A: $ \quad 0.40 \pm 1.96 \sqrt { \frac {0.40 \times 0.60} {150} } \quad \quad \Leftrightarrow \quad $ [0.322, 0.478]
B: $ \quad 0.33 \pm 1.96 \sqrt { \frac {0.33 \times 0.67} {150} } \quad \quad \Leftrightarrow \quad $ [0.255, 0.405]
C: $ \quad 0.27 \pm 1.96 \sqrt { \frac {0.27 \times 0.73} {150} } \quad \quad \Leftrightarrow \quad $ [0.190, 0.330]

The overlapping of the confidence intervals on the three candidates' approval ratings means that one candidate's approval rating is not completely different from the other.

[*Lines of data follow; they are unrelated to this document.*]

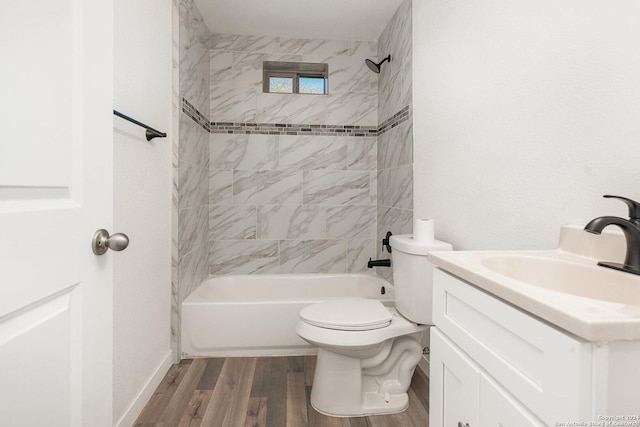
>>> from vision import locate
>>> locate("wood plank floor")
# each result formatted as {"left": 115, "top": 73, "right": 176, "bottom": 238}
{"left": 134, "top": 356, "right": 429, "bottom": 427}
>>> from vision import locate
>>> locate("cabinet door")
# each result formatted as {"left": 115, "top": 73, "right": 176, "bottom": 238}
{"left": 430, "top": 328, "right": 480, "bottom": 427}
{"left": 480, "top": 374, "right": 546, "bottom": 426}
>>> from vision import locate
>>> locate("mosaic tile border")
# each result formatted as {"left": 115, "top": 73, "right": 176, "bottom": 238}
{"left": 182, "top": 98, "right": 409, "bottom": 137}
{"left": 210, "top": 122, "right": 378, "bottom": 137}
{"left": 182, "top": 98, "right": 211, "bottom": 132}
{"left": 378, "top": 105, "right": 410, "bottom": 135}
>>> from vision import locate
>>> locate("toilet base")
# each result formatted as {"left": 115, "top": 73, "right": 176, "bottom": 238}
{"left": 311, "top": 390, "right": 409, "bottom": 418}
{"left": 309, "top": 338, "right": 420, "bottom": 417}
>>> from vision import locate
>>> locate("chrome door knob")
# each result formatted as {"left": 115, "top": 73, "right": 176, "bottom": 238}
{"left": 92, "top": 229, "right": 129, "bottom": 255}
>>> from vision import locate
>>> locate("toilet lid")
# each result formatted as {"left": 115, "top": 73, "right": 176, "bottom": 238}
{"left": 299, "top": 299, "right": 392, "bottom": 331}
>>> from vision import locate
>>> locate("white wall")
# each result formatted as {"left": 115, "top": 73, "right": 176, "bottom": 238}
{"left": 413, "top": 1, "right": 640, "bottom": 251}
{"left": 113, "top": 0, "right": 173, "bottom": 425}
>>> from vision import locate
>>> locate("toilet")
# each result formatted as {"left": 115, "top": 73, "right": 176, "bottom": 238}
{"left": 296, "top": 234, "right": 452, "bottom": 417}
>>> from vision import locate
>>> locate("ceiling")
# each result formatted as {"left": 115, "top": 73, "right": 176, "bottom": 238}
{"left": 193, "top": 0, "right": 403, "bottom": 41}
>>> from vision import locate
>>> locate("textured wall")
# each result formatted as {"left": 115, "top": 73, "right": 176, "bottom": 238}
{"left": 113, "top": 0, "right": 173, "bottom": 424}
{"left": 413, "top": 0, "right": 640, "bottom": 251}
{"left": 376, "top": 0, "right": 413, "bottom": 282}
{"left": 173, "top": 0, "right": 211, "bottom": 354}
{"left": 208, "top": 34, "right": 380, "bottom": 274}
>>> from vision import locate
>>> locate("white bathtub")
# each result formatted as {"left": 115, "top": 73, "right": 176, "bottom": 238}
{"left": 181, "top": 273, "right": 394, "bottom": 357}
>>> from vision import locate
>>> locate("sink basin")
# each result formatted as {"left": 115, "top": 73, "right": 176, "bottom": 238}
{"left": 480, "top": 255, "right": 640, "bottom": 305}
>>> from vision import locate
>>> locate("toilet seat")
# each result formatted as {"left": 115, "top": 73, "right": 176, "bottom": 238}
{"left": 299, "top": 299, "right": 392, "bottom": 331}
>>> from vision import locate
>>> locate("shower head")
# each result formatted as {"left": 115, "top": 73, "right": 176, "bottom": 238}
{"left": 365, "top": 55, "right": 391, "bottom": 73}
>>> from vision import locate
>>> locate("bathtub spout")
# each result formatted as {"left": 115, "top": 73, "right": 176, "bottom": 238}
{"left": 367, "top": 258, "right": 391, "bottom": 268}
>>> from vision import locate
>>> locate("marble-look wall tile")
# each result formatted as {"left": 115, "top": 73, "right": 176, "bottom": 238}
{"left": 378, "top": 70, "right": 403, "bottom": 125}
{"left": 178, "top": 242, "right": 209, "bottom": 302}
{"left": 377, "top": 0, "right": 412, "bottom": 123}
{"left": 257, "top": 205, "right": 325, "bottom": 239}
{"left": 348, "top": 40, "right": 377, "bottom": 57}
{"left": 210, "top": 134, "right": 279, "bottom": 170}
{"left": 210, "top": 84, "right": 256, "bottom": 122}
{"left": 210, "top": 51, "right": 233, "bottom": 82}
{"left": 209, "top": 170, "right": 232, "bottom": 204}
{"left": 280, "top": 38, "right": 348, "bottom": 56}
{"left": 255, "top": 93, "right": 327, "bottom": 124}
{"left": 378, "top": 165, "right": 413, "bottom": 210}
{"left": 347, "top": 239, "right": 376, "bottom": 272}
{"left": 206, "top": 31, "right": 388, "bottom": 277}
{"left": 401, "top": 58, "right": 412, "bottom": 109}
{"left": 279, "top": 136, "right": 347, "bottom": 171}
{"left": 179, "top": 0, "right": 210, "bottom": 115}
{"left": 211, "top": 33, "right": 281, "bottom": 53}
{"left": 209, "top": 240, "right": 279, "bottom": 274}
{"left": 375, "top": 0, "right": 413, "bottom": 284}
{"left": 209, "top": 205, "right": 256, "bottom": 240}
{"left": 329, "top": 55, "right": 372, "bottom": 94}
{"left": 234, "top": 170, "right": 303, "bottom": 205}
{"left": 232, "top": 52, "right": 268, "bottom": 89}
{"left": 179, "top": 112, "right": 209, "bottom": 167}
{"left": 178, "top": 162, "right": 208, "bottom": 209}
{"left": 326, "top": 92, "right": 377, "bottom": 126}
{"left": 178, "top": 205, "right": 209, "bottom": 257}
{"left": 326, "top": 206, "right": 376, "bottom": 239}
{"left": 346, "top": 137, "right": 377, "bottom": 170}
{"left": 378, "top": 121, "right": 412, "bottom": 169}
{"left": 370, "top": 172, "right": 378, "bottom": 205}
{"left": 279, "top": 240, "right": 347, "bottom": 273}
{"left": 303, "top": 171, "right": 370, "bottom": 205}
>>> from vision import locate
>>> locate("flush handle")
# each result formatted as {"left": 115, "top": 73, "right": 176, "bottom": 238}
{"left": 92, "top": 229, "right": 129, "bottom": 255}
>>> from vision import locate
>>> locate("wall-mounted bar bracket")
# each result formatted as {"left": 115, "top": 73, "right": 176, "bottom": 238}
{"left": 113, "top": 109, "right": 167, "bottom": 141}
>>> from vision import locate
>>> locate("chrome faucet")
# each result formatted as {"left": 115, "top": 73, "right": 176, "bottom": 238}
{"left": 584, "top": 195, "right": 640, "bottom": 275}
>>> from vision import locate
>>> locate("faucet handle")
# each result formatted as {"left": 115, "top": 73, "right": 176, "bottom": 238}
{"left": 604, "top": 195, "right": 640, "bottom": 225}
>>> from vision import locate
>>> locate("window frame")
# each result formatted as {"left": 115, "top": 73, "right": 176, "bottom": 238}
{"left": 263, "top": 61, "right": 328, "bottom": 95}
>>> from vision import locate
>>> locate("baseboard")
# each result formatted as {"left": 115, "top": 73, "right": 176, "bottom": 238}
{"left": 417, "top": 353, "right": 430, "bottom": 378}
{"left": 114, "top": 349, "right": 173, "bottom": 427}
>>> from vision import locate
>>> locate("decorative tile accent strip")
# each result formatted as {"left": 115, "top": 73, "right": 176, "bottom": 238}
{"left": 182, "top": 98, "right": 210, "bottom": 132}
{"left": 210, "top": 122, "right": 378, "bottom": 137}
{"left": 378, "top": 105, "right": 410, "bottom": 136}
{"left": 182, "top": 97, "right": 409, "bottom": 137}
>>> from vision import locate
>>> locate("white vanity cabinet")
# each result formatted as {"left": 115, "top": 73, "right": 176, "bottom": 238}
{"left": 431, "top": 328, "right": 545, "bottom": 426}
{"left": 430, "top": 268, "right": 640, "bottom": 426}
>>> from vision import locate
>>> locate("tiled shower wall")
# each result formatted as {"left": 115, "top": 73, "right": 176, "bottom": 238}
{"left": 208, "top": 34, "right": 380, "bottom": 274}
{"left": 376, "top": 0, "right": 414, "bottom": 282}
{"left": 175, "top": 0, "right": 413, "bottom": 286}
{"left": 173, "top": 0, "right": 211, "bottom": 350}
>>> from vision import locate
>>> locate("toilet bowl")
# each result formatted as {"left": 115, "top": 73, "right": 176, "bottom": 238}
{"left": 296, "top": 234, "right": 452, "bottom": 417}
{"left": 296, "top": 302, "right": 426, "bottom": 416}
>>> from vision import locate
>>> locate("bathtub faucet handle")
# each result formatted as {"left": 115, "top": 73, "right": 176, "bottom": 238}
{"left": 382, "top": 231, "right": 393, "bottom": 253}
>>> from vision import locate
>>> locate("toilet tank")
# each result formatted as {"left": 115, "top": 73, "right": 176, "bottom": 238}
{"left": 389, "top": 235, "right": 452, "bottom": 325}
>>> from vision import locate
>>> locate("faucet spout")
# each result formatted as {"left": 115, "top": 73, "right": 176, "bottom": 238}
{"left": 584, "top": 216, "right": 640, "bottom": 274}
{"left": 367, "top": 258, "right": 391, "bottom": 268}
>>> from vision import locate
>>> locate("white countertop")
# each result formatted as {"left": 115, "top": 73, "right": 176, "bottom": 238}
{"left": 428, "top": 225, "right": 640, "bottom": 342}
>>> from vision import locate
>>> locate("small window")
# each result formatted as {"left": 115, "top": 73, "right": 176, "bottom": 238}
{"left": 268, "top": 75, "right": 294, "bottom": 93}
{"left": 263, "top": 61, "right": 328, "bottom": 95}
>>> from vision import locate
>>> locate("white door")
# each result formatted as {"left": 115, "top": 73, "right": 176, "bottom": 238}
{"left": 0, "top": 1, "right": 114, "bottom": 426}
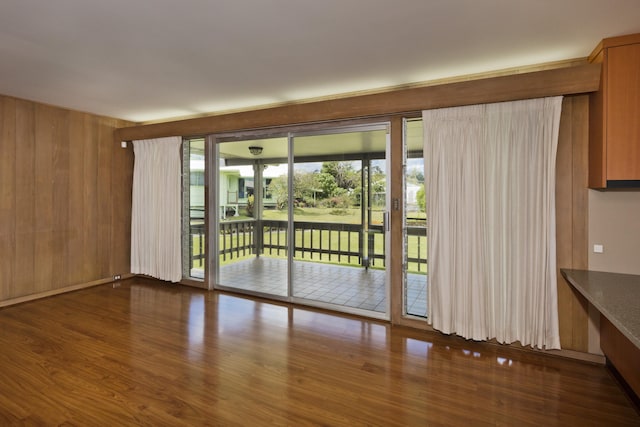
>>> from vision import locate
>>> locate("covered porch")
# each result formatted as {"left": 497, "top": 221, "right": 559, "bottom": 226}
{"left": 185, "top": 122, "right": 428, "bottom": 318}
{"left": 189, "top": 218, "right": 428, "bottom": 317}
{"left": 217, "top": 257, "right": 427, "bottom": 316}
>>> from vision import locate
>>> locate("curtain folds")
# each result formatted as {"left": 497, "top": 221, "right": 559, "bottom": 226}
{"left": 423, "top": 97, "right": 562, "bottom": 350}
{"left": 131, "top": 136, "right": 182, "bottom": 283}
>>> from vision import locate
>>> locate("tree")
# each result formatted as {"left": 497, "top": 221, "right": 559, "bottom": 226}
{"left": 268, "top": 175, "right": 288, "bottom": 209}
{"left": 292, "top": 171, "right": 319, "bottom": 206}
{"left": 267, "top": 171, "right": 325, "bottom": 208}
{"left": 407, "top": 168, "right": 424, "bottom": 185}
{"left": 371, "top": 165, "right": 385, "bottom": 183}
{"left": 321, "top": 161, "right": 359, "bottom": 190}
{"left": 315, "top": 172, "right": 338, "bottom": 199}
{"left": 245, "top": 195, "right": 255, "bottom": 217}
{"left": 416, "top": 184, "right": 425, "bottom": 212}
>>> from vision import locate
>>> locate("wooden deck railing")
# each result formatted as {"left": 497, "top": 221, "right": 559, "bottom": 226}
{"left": 190, "top": 222, "right": 206, "bottom": 268}
{"left": 262, "top": 220, "right": 368, "bottom": 265}
{"left": 220, "top": 220, "right": 255, "bottom": 261}
{"left": 406, "top": 226, "right": 428, "bottom": 272}
{"left": 188, "top": 218, "right": 427, "bottom": 272}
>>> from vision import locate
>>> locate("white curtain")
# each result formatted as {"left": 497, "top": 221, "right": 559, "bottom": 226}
{"left": 423, "top": 97, "right": 562, "bottom": 350}
{"left": 131, "top": 136, "right": 182, "bottom": 283}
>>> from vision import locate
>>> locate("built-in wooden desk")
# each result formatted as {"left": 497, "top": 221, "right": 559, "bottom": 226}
{"left": 561, "top": 269, "right": 640, "bottom": 400}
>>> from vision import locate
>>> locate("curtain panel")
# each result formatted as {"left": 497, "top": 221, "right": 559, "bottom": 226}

In the data input box that appears by selecting the [Goodness of Fit Test] of 『eStatU』, enter the 'Observed Frequency' and 'Expected Probability' data as shown in <Figure 11.1.1>. After entering the data, select the significance level and click [Execute] button to calculate the 'Expected Frequency' and to see the result of the chi-square test. Be sure that this chi-square goodness of fit test should be applied when the expected frequency of each category is at least 5.

[]

<Figure 11.1.2> 『eStatU』 Chi-square Goodness of Fit Test

Consider a categorical variable X which has $k$ number of possible values $x_1 , x_2 , ... , x_k$ and their probabilities are $p_1 , p_2 , ... , p_k$ respectively. In other words, the probability distribution for the categorical variable X is as follows:

$X$	$P(X = x)$
$x_1$	$p_1$
$x_2$	$p_2$
$\cdots$	$\cdots$
$x_k$	$p_k$
Total	1

When random samples are collected from the population of the categorical random variable X and their observed frequencies are ($O_1 , O_2 , ... , O_k $), the hypothesis to test the population probability distribution of ($p_1 , p_2 , ... , p_k $) = ($p_{10} , p_{20} , ... , p_{k0} $) is as follows:

$\qquad H_0$ : Distribution of ($O_1 , O_2 , ... , O_k $) are from the distribution ($p_1 , p_2 , ... , p_k $) = ($p_{10} , p_{20} , ... , p_{k0} ) $
$\qquad H_1$ : Distribution of ($O_1 , O_2 , ... , O_k $) are not from the distribution ($p_1 , p_2 , ... , p_k $) = ($p_{10} , p_{20} , ... , p_{k0} ) $

If the total number of samples $n$ is large enough, the above hypothesis can be tested using the following chi-square test statistic as follows: $$ \text{‘If } \chi_{obs}^{2} = \sum_{i=1}^{k} \frac { (O_{i} - E_{i} )^{2}} {E_{i}} > \chi_{k-m-1 ; α}^{2}, \text{ then reject } H_0 ’ $$ Here, ($E_1 , E_2 , ... , E_k $) = ($np_{10} , np_{20} , ... , np_{k0} $) are expected frequencies, $m$ is the number of population parameters estimated from the sample data. In [Example 11.1.1], since there was not a population parameter estimated from the sample, $m$ = 0 .

Goodness of Fit Test

Consider a categorical variable $X$ which has $k$ number of possible values $x_1 , x_2 , ... , x_k $ and there probabilities are $p_1 , p_2 , ... , p_k $ respectively. Let observed frequencies for each value of $X$ from $n$ samples are ($O_1 , O_2 , ... , O_k $), expected frequencies for each value of $X$ from $n$ samples are $ ( E_1 , E_2 , ... , E_k )$ = $(np_{10} , np_{20} , ... , np_{k0} ) $ and the significance level is α.

Hypothesis:

$H_0$ : Distribution of ($O_1 , O_2 , ... , O_k $) follows $ (p_{10} , p_{20} , ... , p_{k0} )$
$H_1$ : Distribution of ($O_1 , O_2 , ... , O_k $) does not follow $(p_{10} , p_{20} , ... , p_{k0} )$

Decision Rule:

‘If $ \chi_{obs}^{2} = \sum_{i=1}^{k} \frac { (O_{i} - E_{i} )^{2}} {E_{i}} > \chi_{k-m-1 ; α}^{2}$, then reject $H_0$ ’
where $m$ is the number of population parameters estimated from the samples.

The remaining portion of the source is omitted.